Unclean Data: Low Quality vs. Untidy
Unclean data 存在两类问题:数据质量低,数据不整洁。英文名称分别对应于Low Quality Data/Dirty Data,Untidy Data/Messy Data。
打个比方,在一个脏乱的房间里,脏数据(Low Quality Data/Dirty Data)就像房间内的垃圾、灰尘、香蕉皮等;杂乱数据(Untidy Data/Messy Data)就像房间里胡乱放置的东西、衣服、书等。
Low Quality Data/Dirty Data
低质量数据(Low Quality Data/Dirty Data)通常对应于内容问题(Content Issues)。
low quality data = dirty data = content issues
比如,
不准确的数据(inaccurate data),
损坏的数据(corrupted data),
重复数据(duplicate data)
Sources of Dirty Data
- We’re going to have user entry errors.
- In some situations, we won’t have any data coding standards, or where we do have standards they’ll be poorly applied, causing problems in the resulting data.
- We might have to integrate data where different schemas have been used for the same type of item.

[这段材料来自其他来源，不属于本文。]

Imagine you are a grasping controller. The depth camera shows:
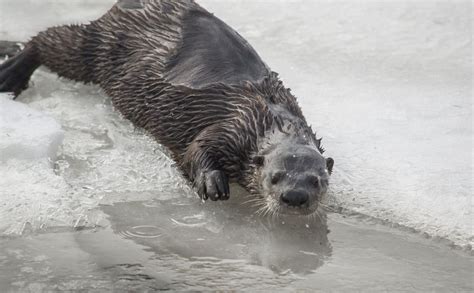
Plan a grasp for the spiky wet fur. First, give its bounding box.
[0,0,323,203]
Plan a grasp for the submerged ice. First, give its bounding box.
[0,0,473,254]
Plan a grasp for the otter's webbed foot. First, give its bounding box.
[0,44,40,97]
[194,170,229,201]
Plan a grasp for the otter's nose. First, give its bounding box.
[281,190,309,207]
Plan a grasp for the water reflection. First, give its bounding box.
[102,186,332,274]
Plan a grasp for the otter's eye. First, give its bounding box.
[272,172,283,184]
[309,176,320,187]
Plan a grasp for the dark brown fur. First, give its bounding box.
[0,0,332,206]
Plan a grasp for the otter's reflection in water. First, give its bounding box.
[102,186,331,274]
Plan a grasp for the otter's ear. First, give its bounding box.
[253,155,265,167]
[326,158,334,175]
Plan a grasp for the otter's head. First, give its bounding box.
[255,144,334,215]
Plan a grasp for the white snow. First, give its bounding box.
[0,94,64,162]
[0,0,474,245]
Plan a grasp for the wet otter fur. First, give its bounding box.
[0,0,334,213]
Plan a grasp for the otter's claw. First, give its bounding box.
[195,170,229,201]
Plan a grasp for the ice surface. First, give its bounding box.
[0,94,63,162]
[0,0,474,246]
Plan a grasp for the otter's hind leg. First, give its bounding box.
[0,46,40,97]
[0,25,100,96]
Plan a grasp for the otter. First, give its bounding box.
[0,0,334,214]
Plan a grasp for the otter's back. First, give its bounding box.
[164,10,269,88]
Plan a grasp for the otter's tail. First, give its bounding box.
[0,25,100,96]
[0,42,40,97]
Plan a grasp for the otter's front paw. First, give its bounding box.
[194,170,229,201]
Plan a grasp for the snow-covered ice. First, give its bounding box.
[0,94,64,162]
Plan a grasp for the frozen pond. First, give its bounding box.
[0,0,474,292]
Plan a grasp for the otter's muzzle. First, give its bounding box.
[280,190,309,207]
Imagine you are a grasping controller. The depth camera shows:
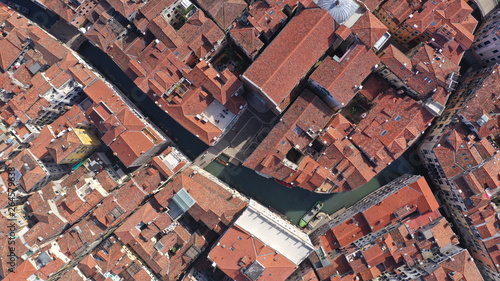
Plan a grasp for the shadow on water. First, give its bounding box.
[206,143,423,224]
[17,0,425,224]
[15,0,208,159]
[78,42,208,159]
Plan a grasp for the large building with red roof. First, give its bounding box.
[85,80,170,167]
[241,5,334,113]
[309,175,482,281]
[419,65,500,280]
[208,201,314,281]
[373,0,477,64]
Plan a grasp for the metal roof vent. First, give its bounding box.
[317,0,359,24]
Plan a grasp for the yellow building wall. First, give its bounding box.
[60,128,101,164]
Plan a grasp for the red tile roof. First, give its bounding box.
[351,12,388,47]
[0,33,22,72]
[244,90,333,189]
[185,60,243,104]
[84,79,125,112]
[243,8,334,109]
[229,25,264,57]
[351,89,434,170]
[363,177,439,232]
[199,0,247,29]
[208,225,296,281]
[310,44,380,105]
[153,88,222,144]
[109,131,154,167]
[47,130,82,164]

- We’ll have legacy data systems, where data wasn’t coded when disc and memory constraints were much more restrictive than they are now. Over time systems evolve. Needs change, and data changes.

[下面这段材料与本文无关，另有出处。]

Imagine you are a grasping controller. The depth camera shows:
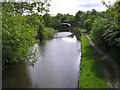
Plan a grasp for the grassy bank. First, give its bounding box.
[79,34,107,88]
[88,34,120,66]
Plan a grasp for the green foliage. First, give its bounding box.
[91,17,107,38]
[45,27,58,39]
[79,33,107,88]
[2,13,37,65]
[43,13,53,27]
[2,0,50,66]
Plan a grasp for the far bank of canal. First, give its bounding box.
[3,32,81,88]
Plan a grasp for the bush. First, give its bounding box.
[45,27,58,39]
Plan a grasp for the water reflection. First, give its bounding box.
[2,64,31,88]
[3,32,81,88]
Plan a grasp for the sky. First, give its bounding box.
[49,0,116,16]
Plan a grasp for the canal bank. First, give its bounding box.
[3,32,81,88]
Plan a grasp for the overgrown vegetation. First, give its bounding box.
[2,0,55,66]
[79,33,107,88]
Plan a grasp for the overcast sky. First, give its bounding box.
[49,0,116,16]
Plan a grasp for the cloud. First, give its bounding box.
[49,0,116,16]
[77,3,100,8]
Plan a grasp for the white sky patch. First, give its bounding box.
[49,0,116,16]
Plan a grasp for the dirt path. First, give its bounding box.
[84,33,120,88]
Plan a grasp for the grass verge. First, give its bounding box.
[79,33,107,88]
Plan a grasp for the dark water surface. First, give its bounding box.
[3,32,81,88]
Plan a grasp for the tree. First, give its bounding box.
[2,1,50,66]
[43,13,53,27]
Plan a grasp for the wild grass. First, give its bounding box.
[79,33,107,88]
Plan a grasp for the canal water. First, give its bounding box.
[2,32,81,88]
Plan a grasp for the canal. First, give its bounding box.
[2,32,81,88]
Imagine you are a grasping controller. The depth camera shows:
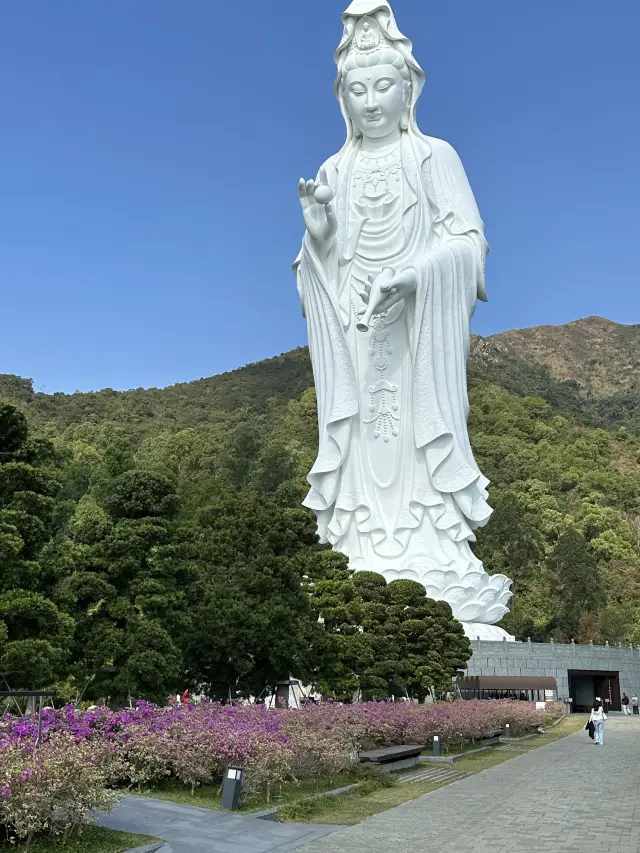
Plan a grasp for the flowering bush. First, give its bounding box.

- Some of our data won’t have the unique identifiers it should.
- Other data will be lost in transformation from one format to another.
- And then, of course, there’s always programmer error.
- And finally, data might have been corrupted in transmission or storage by cosmic rays or other physical phenomenon. So hey, one that’s not our fault.
Untidy Data/Messy Data
不整洁数据(Untidy Data/Messy Data)通常对应于结构问题(Structural Issues)。
untidy data = messy data = structural issues
除了整洁数据,剩下的就是不整洁数据;那么何为整洁数据(Tidy data):
Tidy data requirements:
1. Each variable forms a column (每个变量构成一列)
2. Each observartion forms a row (每个观察构成一行)
3. Each type of observational unit form a table (每类观察单元构成一个表格)
by Hadley Wickham
Sources of Messy Data
Messy data is usually the result of poor data planning. Or a lack of awareness of the benefits of tidy data.